There are often reasons to stick with smartphones you already own. My 2013 Moto X was the last great small Android phone available in the United States. I don’t know what I’m going to do when the battery can’t hold a charge. I don’t want a bigger phone! I bought my Moto X just over a year ago, and it comes dangerously close to dying before bedtime every day now. When that happened to my old Droid 2, I simply swapped out the battery — they only cost $US10 a pop — and I was good for a while longer. So it is with Galaxy S5 and Galaxy Note owners today. But new Samsung buyers may still find themselves mentally locked into the 24-month hardware upgrade cycle simply to change out that battery.
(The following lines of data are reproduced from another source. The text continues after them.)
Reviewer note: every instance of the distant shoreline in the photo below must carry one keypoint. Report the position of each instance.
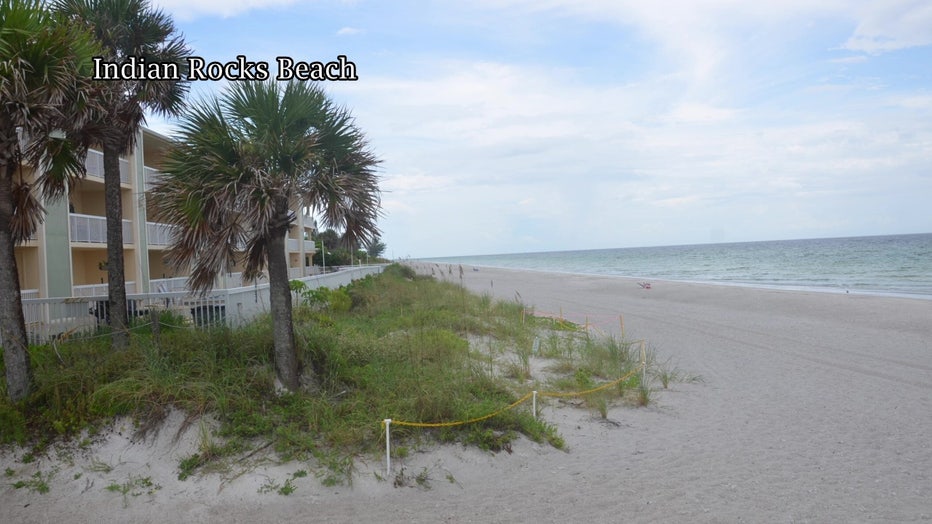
(775, 287)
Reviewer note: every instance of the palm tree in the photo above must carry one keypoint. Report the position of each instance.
(127, 29)
(241, 163)
(44, 65)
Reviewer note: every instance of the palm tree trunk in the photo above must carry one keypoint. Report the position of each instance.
(116, 275)
(285, 352)
(19, 380)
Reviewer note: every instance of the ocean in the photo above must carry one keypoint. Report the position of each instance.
(898, 265)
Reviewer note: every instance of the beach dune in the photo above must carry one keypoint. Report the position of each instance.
(813, 407)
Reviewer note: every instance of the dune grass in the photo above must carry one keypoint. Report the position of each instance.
(396, 345)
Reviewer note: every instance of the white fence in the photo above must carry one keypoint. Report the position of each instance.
(159, 234)
(51, 318)
(94, 163)
(93, 229)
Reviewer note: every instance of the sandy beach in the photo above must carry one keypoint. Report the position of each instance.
(813, 407)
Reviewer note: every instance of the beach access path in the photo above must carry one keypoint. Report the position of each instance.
(813, 407)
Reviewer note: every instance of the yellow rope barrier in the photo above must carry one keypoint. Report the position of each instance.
(460, 423)
(588, 391)
(512, 405)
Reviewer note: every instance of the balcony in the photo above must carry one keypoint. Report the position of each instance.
(152, 177)
(99, 290)
(93, 229)
(95, 166)
(159, 234)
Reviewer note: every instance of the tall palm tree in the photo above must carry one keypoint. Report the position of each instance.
(241, 164)
(44, 65)
(127, 29)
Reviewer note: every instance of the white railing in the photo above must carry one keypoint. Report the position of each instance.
(152, 176)
(94, 163)
(90, 290)
(74, 317)
(159, 234)
(93, 229)
(167, 285)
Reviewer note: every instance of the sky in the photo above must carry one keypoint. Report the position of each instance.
(518, 126)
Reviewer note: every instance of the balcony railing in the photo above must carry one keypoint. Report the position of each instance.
(95, 290)
(152, 176)
(168, 285)
(93, 229)
(95, 166)
(159, 234)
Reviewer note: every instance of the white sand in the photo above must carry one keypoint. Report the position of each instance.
(814, 408)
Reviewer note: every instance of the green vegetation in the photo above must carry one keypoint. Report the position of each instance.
(396, 346)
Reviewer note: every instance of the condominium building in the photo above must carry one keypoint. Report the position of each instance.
(67, 255)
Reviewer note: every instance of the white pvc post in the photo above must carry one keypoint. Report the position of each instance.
(643, 365)
(388, 448)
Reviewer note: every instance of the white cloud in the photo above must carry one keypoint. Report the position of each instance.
(891, 25)
(190, 9)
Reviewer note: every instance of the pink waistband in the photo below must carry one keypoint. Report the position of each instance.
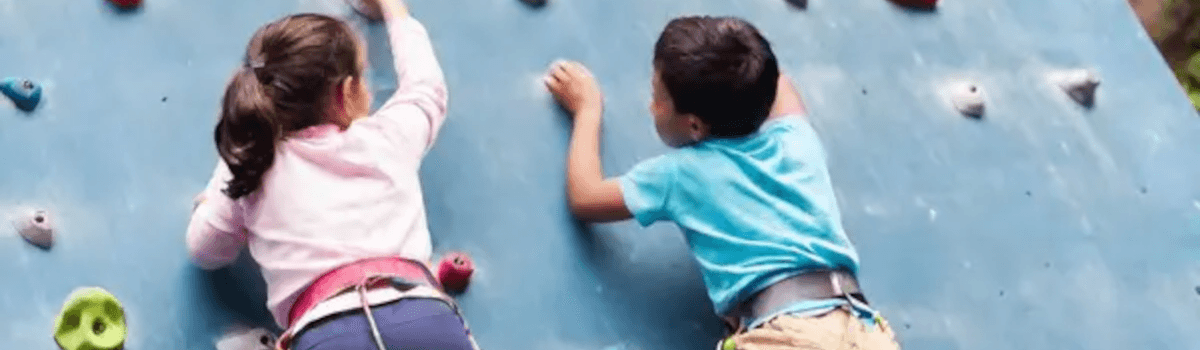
(354, 273)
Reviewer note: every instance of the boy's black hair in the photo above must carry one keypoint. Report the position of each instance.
(719, 68)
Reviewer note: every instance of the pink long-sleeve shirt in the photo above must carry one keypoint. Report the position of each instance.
(334, 197)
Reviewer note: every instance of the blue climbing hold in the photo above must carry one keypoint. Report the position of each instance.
(23, 92)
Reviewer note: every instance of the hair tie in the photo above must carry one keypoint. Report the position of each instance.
(256, 66)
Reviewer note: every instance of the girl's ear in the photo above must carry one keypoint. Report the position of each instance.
(345, 90)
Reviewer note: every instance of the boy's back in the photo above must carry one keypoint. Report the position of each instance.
(755, 210)
(748, 186)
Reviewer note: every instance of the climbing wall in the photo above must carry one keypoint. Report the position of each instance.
(1039, 224)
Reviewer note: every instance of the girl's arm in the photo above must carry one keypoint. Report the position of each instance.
(419, 104)
(215, 234)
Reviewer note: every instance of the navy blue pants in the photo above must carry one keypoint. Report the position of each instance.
(421, 324)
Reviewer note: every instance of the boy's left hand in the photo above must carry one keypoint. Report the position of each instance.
(574, 86)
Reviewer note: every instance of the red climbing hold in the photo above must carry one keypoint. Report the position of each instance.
(918, 4)
(455, 271)
(126, 4)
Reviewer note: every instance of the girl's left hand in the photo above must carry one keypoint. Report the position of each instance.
(199, 199)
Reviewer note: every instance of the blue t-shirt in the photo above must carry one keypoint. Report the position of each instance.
(755, 210)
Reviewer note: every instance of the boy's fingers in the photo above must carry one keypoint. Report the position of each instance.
(561, 76)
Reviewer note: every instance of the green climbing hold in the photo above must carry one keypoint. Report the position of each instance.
(91, 319)
(1194, 66)
(727, 344)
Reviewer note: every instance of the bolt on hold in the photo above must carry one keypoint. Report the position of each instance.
(36, 228)
(1078, 84)
(967, 98)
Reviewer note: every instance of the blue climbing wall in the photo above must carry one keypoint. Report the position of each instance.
(1042, 225)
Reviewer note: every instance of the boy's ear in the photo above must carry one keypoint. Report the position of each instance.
(697, 130)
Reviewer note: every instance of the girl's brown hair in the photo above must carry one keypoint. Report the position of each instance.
(291, 67)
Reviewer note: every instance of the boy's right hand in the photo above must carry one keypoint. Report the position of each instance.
(575, 89)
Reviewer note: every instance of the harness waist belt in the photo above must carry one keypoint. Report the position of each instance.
(804, 287)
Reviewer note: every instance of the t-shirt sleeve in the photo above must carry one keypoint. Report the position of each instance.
(647, 188)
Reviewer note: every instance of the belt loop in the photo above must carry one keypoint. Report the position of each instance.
(837, 283)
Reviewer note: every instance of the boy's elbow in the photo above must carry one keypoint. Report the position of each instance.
(581, 209)
(597, 206)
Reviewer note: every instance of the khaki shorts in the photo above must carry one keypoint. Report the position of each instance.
(833, 331)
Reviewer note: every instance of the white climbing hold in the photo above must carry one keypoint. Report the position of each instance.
(35, 227)
(245, 338)
(1079, 84)
(967, 98)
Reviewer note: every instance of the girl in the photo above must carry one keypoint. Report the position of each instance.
(328, 199)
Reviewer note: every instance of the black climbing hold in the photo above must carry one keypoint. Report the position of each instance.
(534, 2)
(23, 92)
(97, 327)
(367, 8)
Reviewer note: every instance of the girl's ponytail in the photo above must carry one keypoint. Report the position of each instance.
(285, 85)
(247, 132)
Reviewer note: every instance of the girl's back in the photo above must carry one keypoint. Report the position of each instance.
(306, 181)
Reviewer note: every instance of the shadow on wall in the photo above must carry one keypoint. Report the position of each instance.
(241, 290)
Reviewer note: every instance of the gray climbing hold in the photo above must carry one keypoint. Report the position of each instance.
(1079, 84)
(23, 92)
(245, 338)
(967, 98)
(36, 228)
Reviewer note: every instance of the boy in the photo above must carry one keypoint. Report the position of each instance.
(747, 185)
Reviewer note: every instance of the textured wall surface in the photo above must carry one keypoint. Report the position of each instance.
(1042, 225)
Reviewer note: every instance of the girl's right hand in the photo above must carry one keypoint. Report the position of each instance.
(379, 10)
(575, 89)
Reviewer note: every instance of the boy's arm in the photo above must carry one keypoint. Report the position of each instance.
(787, 100)
(215, 235)
(419, 104)
(592, 197)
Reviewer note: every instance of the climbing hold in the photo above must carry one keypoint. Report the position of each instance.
(534, 2)
(455, 271)
(91, 319)
(967, 98)
(23, 92)
(917, 4)
(1079, 84)
(367, 8)
(125, 4)
(245, 338)
(36, 228)
(727, 344)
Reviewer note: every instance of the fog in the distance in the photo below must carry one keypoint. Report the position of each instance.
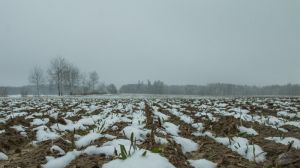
(179, 42)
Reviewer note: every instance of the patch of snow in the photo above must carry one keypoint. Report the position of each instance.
(63, 161)
(171, 128)
(3, 156)
(242, 147)
(187, 145)
(58, 149)
(87, 139)
(137, 160)
(202, 163)
(139, 134)
(37, 122)
(249, 131)
(286, 141)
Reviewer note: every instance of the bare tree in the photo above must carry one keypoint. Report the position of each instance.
(57, 72)
(84, 84)
(3, 92)
(94, 79)
(36, 78)
(24, 91)
(71, 78)
(112, 89)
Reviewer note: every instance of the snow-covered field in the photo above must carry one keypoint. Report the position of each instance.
(149, 132)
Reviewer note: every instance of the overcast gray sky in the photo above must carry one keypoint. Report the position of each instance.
(177, 41)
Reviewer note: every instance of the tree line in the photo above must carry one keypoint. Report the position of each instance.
(216, 89)
(64, 77)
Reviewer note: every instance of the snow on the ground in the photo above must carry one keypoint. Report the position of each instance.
(187, 145)
(58, 149)
(286, 141)
(139, 133)
(202, 163)
(43, 134)
(87, 139)
(286, 114)
(249, 131)
(63, 161)
(109, 147)
(137, 160)
(37, 122)
(3, 156)
(242, 146)
(171, 128)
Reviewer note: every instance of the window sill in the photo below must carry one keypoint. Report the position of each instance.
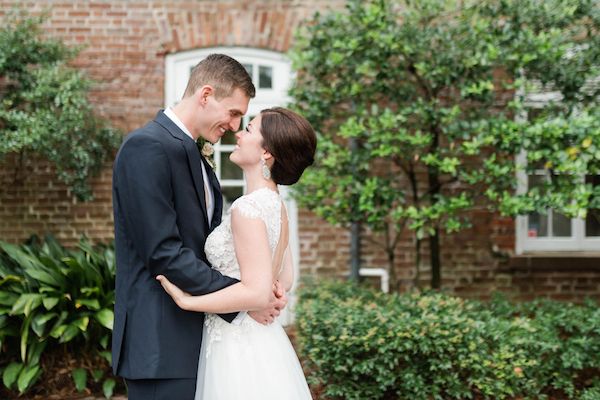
(554, 261)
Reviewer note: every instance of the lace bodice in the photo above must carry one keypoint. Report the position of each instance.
(262, 203)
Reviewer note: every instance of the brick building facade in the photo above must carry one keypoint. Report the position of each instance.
(126, 45)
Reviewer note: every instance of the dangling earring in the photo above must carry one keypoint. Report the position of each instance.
(265, 169)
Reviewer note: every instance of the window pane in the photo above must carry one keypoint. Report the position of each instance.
(228, 169)
(265, 77)
(248, 69)
(231, 193)
(592, 221)
(537, 225)
(561, 225)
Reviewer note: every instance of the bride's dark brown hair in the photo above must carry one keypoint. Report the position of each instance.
(291, 140)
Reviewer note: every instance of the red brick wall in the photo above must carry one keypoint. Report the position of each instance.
(125, 47)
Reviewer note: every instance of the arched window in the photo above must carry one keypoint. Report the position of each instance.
(271, 74)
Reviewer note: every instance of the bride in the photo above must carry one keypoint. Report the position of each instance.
(250, 360)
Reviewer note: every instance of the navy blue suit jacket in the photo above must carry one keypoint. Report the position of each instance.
(160, 228)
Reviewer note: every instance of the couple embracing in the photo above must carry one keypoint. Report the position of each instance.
(197, 295)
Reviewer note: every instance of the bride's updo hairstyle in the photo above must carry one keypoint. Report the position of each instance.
(292, 142)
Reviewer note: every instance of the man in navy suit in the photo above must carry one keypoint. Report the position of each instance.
(166, 200)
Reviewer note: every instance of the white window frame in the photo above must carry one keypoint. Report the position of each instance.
(177, 69)
(577, 242)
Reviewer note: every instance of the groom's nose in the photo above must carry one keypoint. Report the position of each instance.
(234, 124)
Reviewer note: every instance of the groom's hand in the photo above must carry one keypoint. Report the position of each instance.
(278, 303)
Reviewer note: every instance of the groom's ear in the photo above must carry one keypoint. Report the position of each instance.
(203, 93)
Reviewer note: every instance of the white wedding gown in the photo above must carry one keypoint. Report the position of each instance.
(248, 361)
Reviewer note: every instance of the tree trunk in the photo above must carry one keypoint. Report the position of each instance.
(436, 267)
(416, 282)
(354, 251)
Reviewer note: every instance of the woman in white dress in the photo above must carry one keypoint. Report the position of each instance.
(253, 361)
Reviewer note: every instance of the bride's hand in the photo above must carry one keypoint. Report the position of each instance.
(179, 296)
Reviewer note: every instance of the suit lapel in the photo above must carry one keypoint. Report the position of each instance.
(193, 156)
(195, 160)
(216, 188)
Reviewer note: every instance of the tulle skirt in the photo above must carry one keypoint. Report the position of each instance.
(249, 361)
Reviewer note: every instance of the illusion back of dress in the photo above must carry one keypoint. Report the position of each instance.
(248, 360)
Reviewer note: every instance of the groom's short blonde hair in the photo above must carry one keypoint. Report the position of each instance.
(223, 73)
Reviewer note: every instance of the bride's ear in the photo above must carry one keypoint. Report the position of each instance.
(268, 157)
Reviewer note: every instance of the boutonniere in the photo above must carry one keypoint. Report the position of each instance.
(207, 150)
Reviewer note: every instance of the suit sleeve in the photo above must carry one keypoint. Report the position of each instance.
(144, 194)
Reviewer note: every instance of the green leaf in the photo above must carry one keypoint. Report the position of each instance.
(50, 302)
(92, 304)
(26, 303)
(82, 323)
(108, 387)
(69, 333)
(42, 276)
(105, 317)
(10, 374)
(80, 379)
(97, 374)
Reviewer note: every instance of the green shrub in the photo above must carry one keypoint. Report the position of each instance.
(52, 297)
(363, 344)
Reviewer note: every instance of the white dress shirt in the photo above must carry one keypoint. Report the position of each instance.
(210, 196)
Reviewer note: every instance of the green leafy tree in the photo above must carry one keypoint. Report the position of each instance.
(421, 112)
(43, 105)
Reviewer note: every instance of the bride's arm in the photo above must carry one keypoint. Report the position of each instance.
(254, 257)
(286, 276)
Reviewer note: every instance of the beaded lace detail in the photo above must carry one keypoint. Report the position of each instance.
(262, 203)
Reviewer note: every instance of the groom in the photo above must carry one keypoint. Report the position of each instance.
(166, 200)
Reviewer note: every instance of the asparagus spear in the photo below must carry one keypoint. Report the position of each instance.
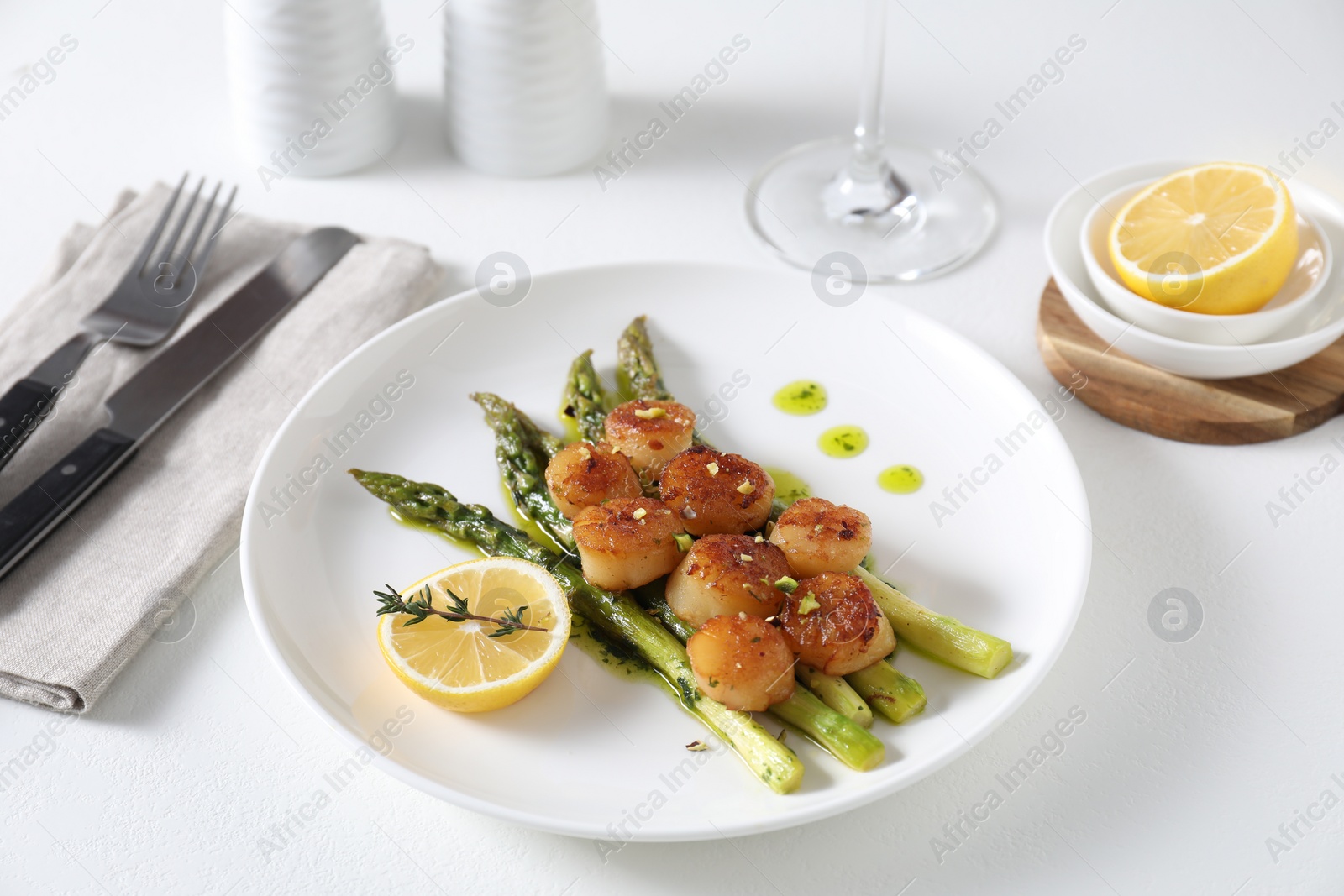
(522, 452)
(944, 637)
(837, 694)
(893, 694)
(833, 731)
(584, 410)
(638, 372)
(616, 614)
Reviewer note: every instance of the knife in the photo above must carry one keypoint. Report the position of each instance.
(161, 385)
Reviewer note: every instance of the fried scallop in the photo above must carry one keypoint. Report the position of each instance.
(716, 492)
(743, 661)
(649, 432)
(627, 542)
(725, 575)
(820, 537)
(832, 622)
(584, 474)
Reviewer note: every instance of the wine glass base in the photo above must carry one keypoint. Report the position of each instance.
(948, 222)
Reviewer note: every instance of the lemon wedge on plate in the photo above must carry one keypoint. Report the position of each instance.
(460, 665)
(1215, 239)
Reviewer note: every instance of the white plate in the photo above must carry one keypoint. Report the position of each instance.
(1294, 344)
(588, 752)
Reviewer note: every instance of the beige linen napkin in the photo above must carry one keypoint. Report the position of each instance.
(84, 602)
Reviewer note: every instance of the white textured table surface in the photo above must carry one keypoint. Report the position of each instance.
(1191, 757)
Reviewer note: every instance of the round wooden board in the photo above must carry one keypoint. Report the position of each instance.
(1238, 411)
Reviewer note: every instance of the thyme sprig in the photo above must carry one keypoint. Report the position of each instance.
(421, 609)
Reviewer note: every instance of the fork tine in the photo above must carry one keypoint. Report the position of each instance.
(148, 248)
(221, 219)
(195, 234)
(165, 255)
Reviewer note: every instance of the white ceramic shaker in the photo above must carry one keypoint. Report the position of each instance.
(524, 85)
(312, 83)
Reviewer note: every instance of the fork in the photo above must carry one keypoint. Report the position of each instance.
(143, 311)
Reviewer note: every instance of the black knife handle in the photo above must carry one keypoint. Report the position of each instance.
(45, 504)
(29, 402)
(22, 409)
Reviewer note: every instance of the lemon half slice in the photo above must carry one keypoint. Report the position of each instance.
(1216, 239)
(459, 665)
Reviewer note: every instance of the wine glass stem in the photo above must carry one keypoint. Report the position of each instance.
(866, 163)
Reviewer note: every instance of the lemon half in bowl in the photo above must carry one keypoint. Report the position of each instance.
(1210, 239)
(1294, 300)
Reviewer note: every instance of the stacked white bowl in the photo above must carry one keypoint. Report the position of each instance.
(524, 85)
(312, 83)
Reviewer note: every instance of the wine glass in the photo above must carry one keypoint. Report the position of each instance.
(864, 208)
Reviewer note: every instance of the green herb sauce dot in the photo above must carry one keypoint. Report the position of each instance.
(900, 479)
(843, 441)
(801, 398)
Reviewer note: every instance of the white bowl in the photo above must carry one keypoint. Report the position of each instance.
(1294, 344)
(1304, 284)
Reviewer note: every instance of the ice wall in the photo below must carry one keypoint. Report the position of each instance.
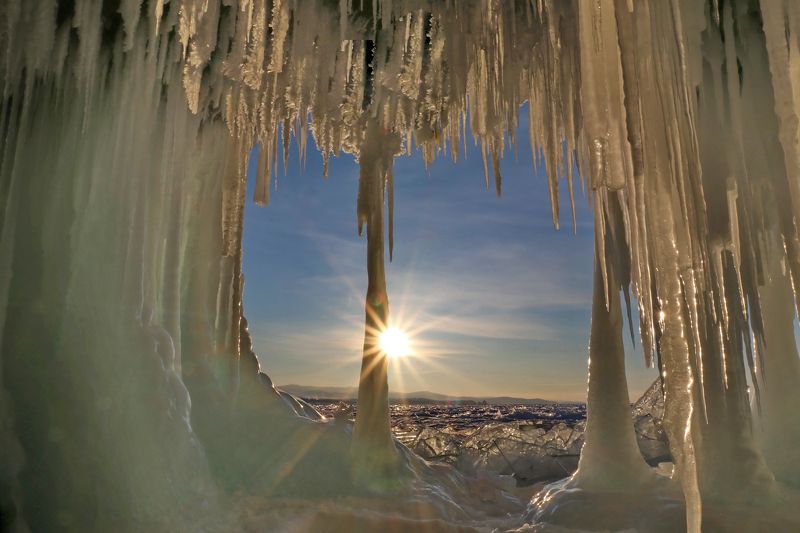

It’s not like a new phone is the only way to replace a battery, mind you. Just because it’s not as easy as popping off the cover doesn’t mean replacements don’t exist. Yes, every iPhone battery is sealed, but you can pay Apple to get yours replaced if, say, you want to stick with your perfectly-sized-for-one-hand iPhone 5S. But unless you’re stubbornly holding onto such a handset, it’s probably more attractive to put that money towards a new subsidised smartphone and get some additional bang for your buck.

None of that’s to say that it’s a bad idea to buy a smartphone without a removable battery — unless you’re concerned about e-waste — or that there’s anything completely nefarious going on like planned obsolescence. (Email me if you have recordings of executives cackling with glee!) Besides, at this point, it’s not like you really have much of a choice.

For all I know you could be happier with your thinner, lighter, easier-to-charge Samsung Galaxy S6 than you ever were before, and that you’ll be perfectly happy trading it in when your 24-month contract is up. The millions of people who buy other unibody phones every year already are. Just know that you won’t have quite as much choice in that matter. Samsung’s choice to ditch those removable cells may trump your choice to hold onto a perfectly good phone that’s outlived its battery. And if you want that choice, your options are now more limited than ever.